At this time Hood was also contributing to other magazines, including Punch, where "The Song of the Shirt" appeared anonymously in the 1843 Christmas issue. The poem is about a seamstress who represents the thousands of working women who lived in abject poverty despite constant labor: "Stitch -- Stitch -- Stitch,\ In poverty, hunger, and dirt,\ Sewing at once, with a double thread,\ A shroud as well as a shirt." It was enormously popular -- reprinted in British and European newspapers, dramatized, printed on broadsheets and handkerchiefs and turned into a street ballad.

Hood retired from the editorship of the New Monthly Magazine and at the beginning of 1844 started Hood's Magazine and Comic Miscellany.

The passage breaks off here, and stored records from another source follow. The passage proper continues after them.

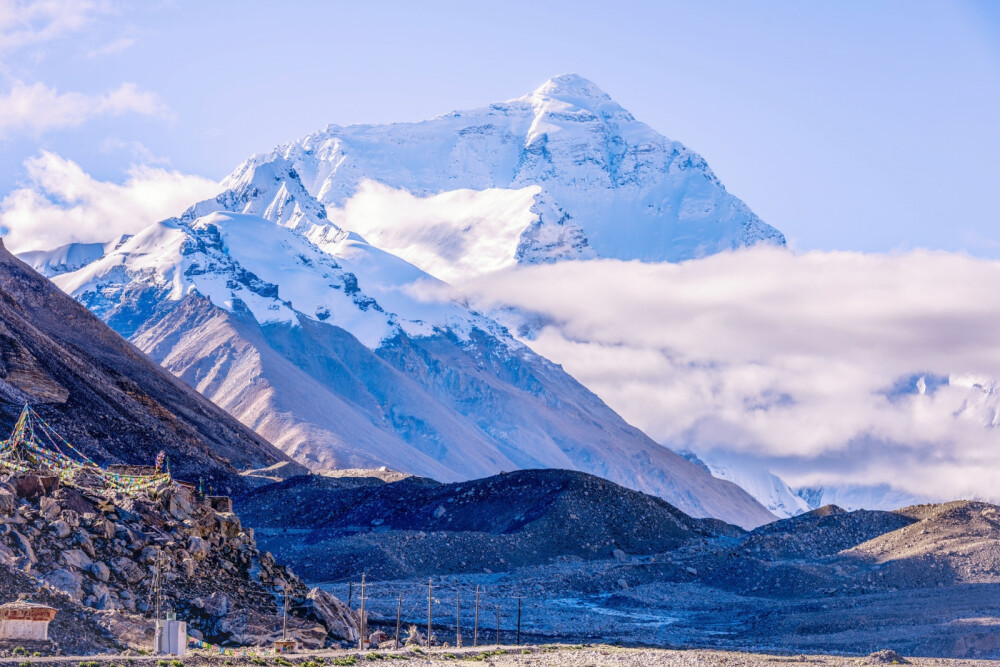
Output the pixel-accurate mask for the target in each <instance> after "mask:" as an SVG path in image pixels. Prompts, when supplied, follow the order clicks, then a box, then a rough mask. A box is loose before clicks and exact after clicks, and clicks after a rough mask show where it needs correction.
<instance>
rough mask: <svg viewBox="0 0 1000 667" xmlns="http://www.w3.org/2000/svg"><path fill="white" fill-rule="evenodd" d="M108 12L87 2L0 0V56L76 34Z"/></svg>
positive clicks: (67, 0)
mask: <svg viewBox="0 0 1000 667" xmlns="http://www.w3.org/2000/svg"><path fill="white" fill-rule="evenodd" d="M109 11H111V7H110V5H109V3H107V2H93V1H91V0H34V1H30V0H0V53H3V52H10V51H15V50H17V49H21V48H25V47H28V46H32V45H34V44H40V43H42V42H47V41H49V40H52V39H56V38H58V37H62V36H63V35H66V34H69V33H72V32H77V31H79V30H82V29H83V28H84V27H86V26H87V25H88V24H89V23H90V22H91V21H92V20H93V18H94V16H96V15H99V14H106V13H108V12H109Z"/></svg>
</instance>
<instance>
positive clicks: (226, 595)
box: [192, 591, 230, 618]
mask: <svg viewBox="0 0 1000 667" xmlns="http://www.w3.org/2000/svg"><path fill="white" fill-rule="evenodd" d="M192 604H193V605H194V606H195V607H198V608H199V609H201V610H202V611H204V612H205V613H206V614H208V615H209V616H213V617H215V618H222V617H223V616H228V615H229V609H230V606H229V596H228V595H226V594H225V593H222V592H220V591H216V592H215V593H212V594H211V595H210V596H208V597H207V598H195V599H194V601H193V602H192Z"/></svg>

It was soon in financial trouble because his partner had lied and could not provide the promised funding. Aware of the seriousness of his condition and worried about his accumulating debts, Hood was relieved, when in November 1844, Robert Peel bestowed a pension of 100 on Jane Hood. Writing and editing from his sick bed Hood struggled to get out each number but by Christmas he was too ill to do so. F. O. Ward, a contributor, took over as unpaid sub-editor. On May 3, 1845 Hood died at age 46. Jane died 18 months later.


See also

Thomas Hood and Hoodwink


Notes

1Hood drew the illustrations for some of his early works; he was only a fair illustrator.

2In 1754 Eugene Aram, a schoolmaster, murdered a man but the skeleton wasn't discovered for 14 years. Aram's story is the theme of Edward Bulwer-Lytton's novel Eugene Aram. In Hood's poem Aram dreams that he kills a man but is unable to hide the body because the earth repeatedly rejects it.